Good day, readers. Today, as we delve further into some of the traditional practices of this unique tribe (Igala). We would be focusing on how the women in these Igala communities give birth to their children.
TRADITIONAL PRACTICES AND THE ROLES THEY PLAY IN IGALA KINGDOM
Of all the tribes prevalent in Nigeria, it is only but a select few, Igala inclusive, who had upheld their cultural heritage and its implications in an unwavering manner and this is precisely why this Middle-Belt region would form the basis of such back-breaking research work. The sacredness of their tradition to them is such in a way which need not to be overlooked.

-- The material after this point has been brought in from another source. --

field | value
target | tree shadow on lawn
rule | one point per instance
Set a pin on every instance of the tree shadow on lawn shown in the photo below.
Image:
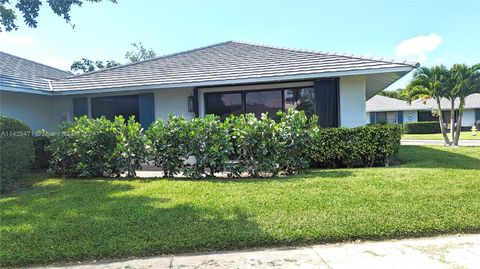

Put in the fact that they are devout care-takers of culture, having being taught right from infancy what it entails to be an igala-born native. They might not be sanctimonious but the obeisance they pay to their tradition just about made up for their fallibility in that regard. Right from the art of child-birth, the ceremonial cognizance of tradition would begin for them.
BIRTH RITES:(IBI-OMA) The systematic approach to this sensitive activity was rather explained distinctly by Okwoli, in a way that that suggested that the igala women, might have inherited natural mid-wifery abilities from their mothers past. This thankless task these women play can as well be synonymously likened to the significant roles the Igbo women folk play in certain western Igbo communities.
“These women possess mystical powers protecting the obi and the town from any danger. Dressed in what looks like a small skirt reaching only to the knee, bare-chested body and faces painted with nzu, (white chalk) and adorned with charms, these women, past menopause, are revered in those western ibo communities.”
The Installation of the Obi of Igbodo
— Dayo keshi (Nigerian magazine, vol 53.) No 1 Jan-March, 1988
The depiction might be a bit dissimilar, but it all goes to show how women can equally affect certain traditions, in their own unique way in the society.
“In igala traditional communities, when a woman becomes pregnant, special care is taken to ensure the safety of both the child and the mother. Firstly, the husband sought the advice of diviners. The advice centered around the offering of sacrifices or making offerings to the spirits and ancestors.
Secondly, the pregnant woman is put under the care of a herbalist or a medicine man. The herbalist would ensure steady attention, giving her medicine prepared from roots and herbs in certain cases of severe attack by witches, evil spirits and sorcerers, the medicine ma would also prepare charms for the woman”.
In every community, there were women who acted as mid-wives. On the day of delivery, these women were contacted for necessary assistance. Women in difficult labour were usually asked to confess their sins. Sacrifices were also made to the ancestral spirits for safe delivery.
Women usually deliver at the back of their houses (ogwe). The ‘mid- wife’ performed certain rites when burying the placenta. Firstly, she would face the east and say , “ oma gbomu ata we” (child, you must obey your father). This is done thrice. She again would face the west and say, “ oma gbomu iye we” (child, obey your mother). This is equally repeated three times. The significance of this rite or ceremony is that from birth, the Igala tribe lay much emphasis on discipline.
After washing both the child and the mother with warm water, they are ceremoniously accompanied from the back into the house. On-reaching the door of the house, water will be poured out on the ground and the women will be asked to step on it. This symbolizes cleansing. The woman has to be purified or properly cleansed before she could enter the house.
Then, the mother and her child would remain indoors for thirteen days. The mother would only go out to ease herself or to take her bath. According to the tradition, titled elders could not see the child until the child is about two or three months old. The mother of the child would also not be allowed to enter her husband’s house until her child is about here months old.” — P.E Okwoli, The Pastoral Centre,
Diocese of Idah, Kogi state.
The women who had their say on life and child delivery reiterated the need to preserve the life of the new baby and the mother. Failure to do so, according to them, was very likely to have its harsh repercussions.
“We value life and that is why so much attention is given to birth. We believe that the loss of any might incur the wrath of our ancestors and bring calamity unto us. Every woman is meant to preserve life and the continuity it brings. Normally, the process of child delivery would not take a lot of time because we are naturally skilled in such art”.